Skomer vole

Scientific classification
- Kingdom: Animalia
- Phylum: Chordata
- Class: Mammalia
- Order: Rodentia
- Family: Cricetidae
- Subfamily: Arvicolinae
- Genus: Clethrionomys
- Species: C. glareolus
- Subspecies: C. g. skomerensis
- Trinomial name: Clethrionomys glareolus skomerensis (Barrett-Hamilton, 1903)

= Skomer vole =

Subspecies of rodent

The Skomer vole (Clethrionomys glareolus skomerensis) is a subspecies of bank vole endemic to the island of Skomer, off the west coast of Wales. The bank vole was probably introduced by humans at some time after the last glaciation. It is one of four small mammal species on Skomer. There are approximately 20,000 voles on the island. The vole's main predators are owls, but it is also eaten by other predators, including common kestrel, common buzzard and peregrine falcon.
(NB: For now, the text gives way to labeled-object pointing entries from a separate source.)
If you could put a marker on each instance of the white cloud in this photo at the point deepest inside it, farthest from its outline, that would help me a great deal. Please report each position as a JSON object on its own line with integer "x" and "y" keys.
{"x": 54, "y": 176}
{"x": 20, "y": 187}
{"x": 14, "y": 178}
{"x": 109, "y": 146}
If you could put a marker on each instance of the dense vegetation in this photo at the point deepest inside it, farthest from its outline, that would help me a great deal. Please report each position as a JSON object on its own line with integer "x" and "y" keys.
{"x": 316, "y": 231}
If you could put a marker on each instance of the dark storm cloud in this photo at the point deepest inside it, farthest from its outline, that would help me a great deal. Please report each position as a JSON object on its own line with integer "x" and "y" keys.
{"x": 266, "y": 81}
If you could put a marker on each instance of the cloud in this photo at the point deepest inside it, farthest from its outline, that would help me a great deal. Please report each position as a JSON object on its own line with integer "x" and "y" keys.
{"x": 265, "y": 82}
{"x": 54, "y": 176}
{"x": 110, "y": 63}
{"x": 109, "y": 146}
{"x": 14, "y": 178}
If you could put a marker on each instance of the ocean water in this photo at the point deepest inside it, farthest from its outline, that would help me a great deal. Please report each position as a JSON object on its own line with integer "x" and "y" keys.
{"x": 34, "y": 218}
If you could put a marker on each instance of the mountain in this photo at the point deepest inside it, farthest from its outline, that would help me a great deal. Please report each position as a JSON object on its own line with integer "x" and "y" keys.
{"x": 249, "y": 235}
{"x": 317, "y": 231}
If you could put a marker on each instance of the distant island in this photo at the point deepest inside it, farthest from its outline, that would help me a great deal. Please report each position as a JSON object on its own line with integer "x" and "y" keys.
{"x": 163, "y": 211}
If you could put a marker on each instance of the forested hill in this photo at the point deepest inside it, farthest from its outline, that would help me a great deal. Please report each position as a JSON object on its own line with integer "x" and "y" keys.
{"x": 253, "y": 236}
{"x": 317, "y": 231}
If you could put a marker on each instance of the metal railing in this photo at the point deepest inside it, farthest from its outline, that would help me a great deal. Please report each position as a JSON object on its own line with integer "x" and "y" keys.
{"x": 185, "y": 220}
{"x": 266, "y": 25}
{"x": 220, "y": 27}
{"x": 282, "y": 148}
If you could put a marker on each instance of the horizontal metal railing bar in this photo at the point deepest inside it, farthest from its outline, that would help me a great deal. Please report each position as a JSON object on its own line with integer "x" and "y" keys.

Like other voles they are short-lived, surviving to around 18 months old at most. At their largest they are roughly 12 cm long and weigh a maximum of 40 g.

==Discovery==
The Skomer vole was discovered by Robert Drane (d. 1914), a pharmacist born in Guestwick, Norfolk, but lived in Cardiff, who was a founding member of the Cardiff Naturalists' Society in 1867, and at sometime its president, and also an authority on porcelain and honorary curator of Cardiff Museum.